The route-hijack pattern in the post is attractive because it attacks the path rather than only the prefix origin. The Internet has made real progress on origin validation through RPKI, but origin validation does not guarantee that the path to that origin is truthful. As more operators deploy ASPA and related path-security mechanisms, attackers will look for places where malformed paths can keep enough plausible structure to pass the next layer of validation. First AS enforcement is a low-cost guardrail at exactly that boundary.

The broader engineering takeaway is that mature distributed systems often fail at the edges between local correctness and ecosystem correctness. Each network can say that BGP is behaving according to local policy, each vendor can justify a permissive default because route servers exist, and each operator can assume someone else will filter malformed announcements. The forged path still propagates because the system-wide invariant was never consistently enforced.
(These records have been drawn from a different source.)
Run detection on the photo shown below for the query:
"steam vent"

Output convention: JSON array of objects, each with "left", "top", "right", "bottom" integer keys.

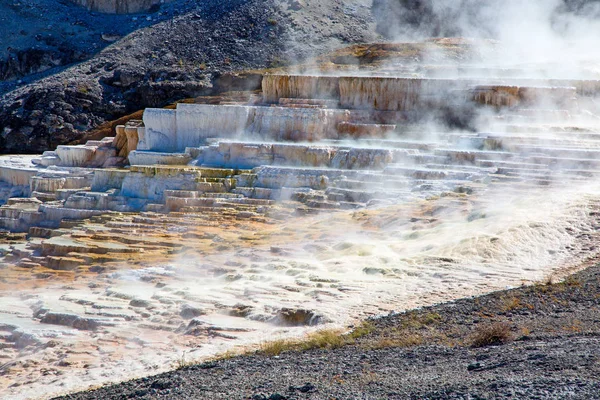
[{"left": 0, "top": 42, "right": 600, "bottom": 396}]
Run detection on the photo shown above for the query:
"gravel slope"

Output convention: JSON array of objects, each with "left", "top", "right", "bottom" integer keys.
[{"left": 54, "top": 266, "right": 600, "bottom": 400}]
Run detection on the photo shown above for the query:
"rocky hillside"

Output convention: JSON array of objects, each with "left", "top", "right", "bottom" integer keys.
[
  {"left": 373, "top": 0, "right": 600, "bottom": 39},
  {"left": 0, "top": 0, "right": 375, "bottom": 153}
]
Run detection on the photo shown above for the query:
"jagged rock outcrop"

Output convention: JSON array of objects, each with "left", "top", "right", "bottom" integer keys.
[
  {"left": 0, "top": 0, "right": 373, "bottom": 153},
  {"left": 71, "top": 0, "right": 168, "bottom": 14}
]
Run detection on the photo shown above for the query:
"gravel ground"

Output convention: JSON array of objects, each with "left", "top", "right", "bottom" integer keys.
[
  {"left": 55, "top": 266, "right": 600, "bottom": 400},
  {"left": 0, "top": 0, "right": 376, "bottom": 153}
]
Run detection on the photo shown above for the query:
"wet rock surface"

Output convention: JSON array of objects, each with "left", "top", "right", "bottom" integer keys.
[
  {"left": 57, "top": 266, "right": 600, "bottom": 399},
  {"left": 0, "top": 0, "right": 372, "bottom": 153}
]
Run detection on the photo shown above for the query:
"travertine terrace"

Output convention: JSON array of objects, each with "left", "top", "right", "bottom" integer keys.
[{"left": 0, "top": 42, "right": 600, "bottom": 397}]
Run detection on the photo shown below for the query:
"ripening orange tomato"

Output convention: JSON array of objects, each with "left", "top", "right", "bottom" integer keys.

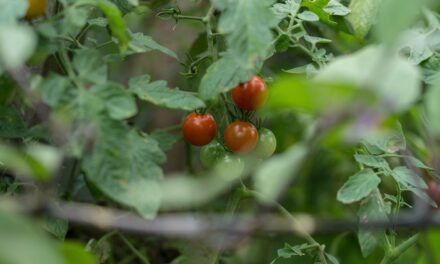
[
  {"left": 232, "top": 75, "right": 267, "bottom": 111},
  {"left": 223, "top": 120, "right": 258, "bottom": 154},
  {"left": 182, "top": 112, "right": 217, "bottom": 146}
]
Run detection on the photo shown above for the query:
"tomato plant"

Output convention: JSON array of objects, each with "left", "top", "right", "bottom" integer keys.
[
  {"left": 26, "top": 0, "right": 47, "bottom": 19},
  {"left": 231, "top": 76, "right": 267, "bottom": 111},
  {"left": 0, "top": 0, "right": 440, "bottom": 264},
  {"left": 182, "top": 112, "right": 217, "bottom": 146},
  {"left": 200, "top": 141, "right": 226, "bottom": 168},
  {"left": 224, "top": 120, "right": 258, "bottom": 153},
  {"left": 254, "top": 128, "right": 277, "bottom": 159}
]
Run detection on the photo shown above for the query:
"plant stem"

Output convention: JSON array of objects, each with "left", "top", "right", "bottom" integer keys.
[
  {"left": 380, "top": 234, "right": 420, "bottom": 264},
  {"left": 118, "top": 232, "right": 150, "bottom": 264},
  {"left": 212, "top": 192, "right": 241, "bottom": 264},
  {"left": 185, "top": 142, "right": 194, "bottom": 174},
  {"left": 203, "top": 6, "right": 218, "bottom": 61},
  {"left": 96, "top": 40, "right": 114, "bottom": 49},
  {"left": 247, "top": 189, "right": 327, "bottom": 264},
  {"left": 174, "top": 15, "right": 204, "bottom": 22}
]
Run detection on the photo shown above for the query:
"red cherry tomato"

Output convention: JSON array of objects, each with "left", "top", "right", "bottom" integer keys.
[
  {"left": 182, "top": 112, "right": 217, "bottom": 146},
  {"left": 224, "top": 121, "right": 258, "bottom": 153},
  {"left": 232, "top": 75, "right": 267, "bottom": 111}
]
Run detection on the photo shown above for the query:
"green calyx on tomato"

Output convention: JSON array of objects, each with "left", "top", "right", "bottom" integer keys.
[
  {"left": 200, "top": 140, "right": 226, "bottom": 168},
  {"left": 214, "top": 152, "right": 245, "bottom": 179},
  {"left": 231, "top": 75, "right": 267, "bottom": 111},
  {"left": 223, "top": 120, "right": 258, "bottom": 154},
  {"left": 253, "top": 128, "right": 277, "bottom": 159}
]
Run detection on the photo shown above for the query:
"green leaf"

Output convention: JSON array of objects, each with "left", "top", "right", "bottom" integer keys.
[
  {"left": 199, "top": 54, "right": 253, "bottom": 100},
  {"left": 337, "top": 169, "right": 381, "bottom": 204},
  {"left": 62, "top": 5, "right": 89, "bottom": 36},
  {"left": 199, "top": 0, "right": 278, "bottom": 99},
  {"left": 365, "top": 124, "right": 406, "bottom": 153},
  {"left": 37, "top": 73, "right": 70, "bottom": 107},
  {"left": 0, "top": 74, "right": 17, "bottom": 105},
  {"left": 42, "top": 216, "right": 69, "bottom": 240},
  {"left": 87, "top": 17, "right": 108, "bottom": 27},
  {"left": 323, "top": 0, "right": 350, "bottom": 16},
  {"left": 0, "top": 210, "right": 64, "bottom": 264},
  {"left": 325, "top": 253, "right": 339, "bottom": 264},
  {"left": 111, "top": 0, "right": 139, "bottom": 15},
  {"left": 347, "top": 0, "right": 383, "bottom": 39},
  {"left": 254, "top": 144, "right": 309, "bottom": 202},
  {"left": 358, "top": 189, "right": 388, "bottom": 258},
  {"left": 83, "top": 116, "right": 165, "bottom": 218},
  {"left": 272, "top": 0, "right": 301, "bottom": 20},
  {"left": 73, "top": 49, "right": 107, "bottom": 84},
  {"left": 0, "top": 0, "right": 28, "bottom": 25},
  {"left": 0, "top": 141, "right": 61, "bottom": 180},
  {"left": 399, "top": 28, "right": 434, "bottom": 64},
  {"left": 96, "top": 0, "right": 130, "bottom": 51},
  {"left": 425, "top": 78, "right": 440, "bottom": 137},
  {"left": 60, "top": 241, "right": 97, "bottom": 264},
  {"left": 265, "top": 75, "right": 360, "bottom": 114},
  {"left": 375, "top": 0, "right": 429, "bottom": 43},
  {"left": 301, "top": 0, "right": 336, "bottom": 25},
  {"left": 317, "top": 46, "right": 421, "bottom": 111},
  {"left": 405, "top": 185, "right": 438, "bottom": 208},
  {"left": 421, "top": 56, "right": 440, "bottom": 85},
  {"left": 392, "top": 166, "right": 428, "bottom": 189},
  {"left": 212, "top": 0, "right": 277, "bottom": 61},
  {"left": 91, "top": 82, "right": 137, "bottom": 120},
  {"left": 354, "top": 154, "right": 390, "bottom": 170},
  {"left": 129, "top": 75, "right": 206, "bottom": 111},
  {"left": 298, "top": 11, "right": 319, "bottom": 22},
  {"left": 150, "top": 129, "right": 179, "bottom": 151},
  {"left": 0, "top": 105, "right": 27, "bottom": 138},
  {"left": 128, "top": 32, "right": 177, "bottom": 59},
  {"left": 0, "top": 23, "right": 37, "bottom": 73}
]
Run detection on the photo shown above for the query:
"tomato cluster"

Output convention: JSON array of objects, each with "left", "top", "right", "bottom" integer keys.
[
  {"left": 182, "top": 76, "right": 276, "bottom": 167},
  {"left": 26, "top": 0, "right": 47, "bottom": 19}
]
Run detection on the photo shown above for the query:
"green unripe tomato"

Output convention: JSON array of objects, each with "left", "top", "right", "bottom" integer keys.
[
  {"left": 215, "top": 152, "right": 244, "bottom": 178},
  {"left": 254, "top": 128, "right": 277, "bottom": 159},
  {"left": 200, "top": 140, "right": 226, "bottom": 168}
]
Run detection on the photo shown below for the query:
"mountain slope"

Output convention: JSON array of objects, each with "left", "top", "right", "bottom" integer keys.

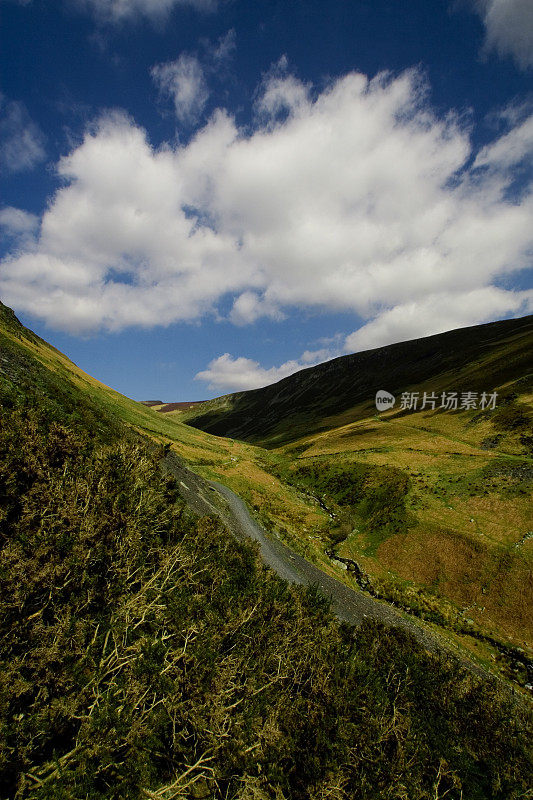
[
  {"left": 182, "top": 315, "right": 533, "bottom": 447},
  {"left": 0, "top": 308, "right": 532, "bottom": 800}
]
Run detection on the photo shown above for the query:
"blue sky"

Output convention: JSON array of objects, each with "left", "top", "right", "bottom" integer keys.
[{"left": 0, "top": 0, "right": 533, "bottom": 401}]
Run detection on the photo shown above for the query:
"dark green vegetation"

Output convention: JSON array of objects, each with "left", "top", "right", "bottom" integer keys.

Cloudflare’s recommendation is operationally conservative: enforce First AS on external BGP sessions except those facing transparent route servers, and prefer route-specific withdrawal behavior for malformed updates so a bad route does not reset a whole session. That advice is modest, but the measurement gives it urgency. When half of the most connected networks in a test accept an obviously malformed first hop, attackers do not need exotic capabilities to exploit the gap.

The post is also a useful reminder that security work is often about making old controls universal enough to matter. New routing-security systems are important, but they cannot compensate for every missing local check. First AS enforcement is not a complete defense against BGP hijacking. It is a cheap, local, already-specified check that blocks a meaningful class of forged-path attacks before they spread. For operators, the actionable lesson is to audit defaults and exceptions now, not after a forged path makes their network part of the next incident.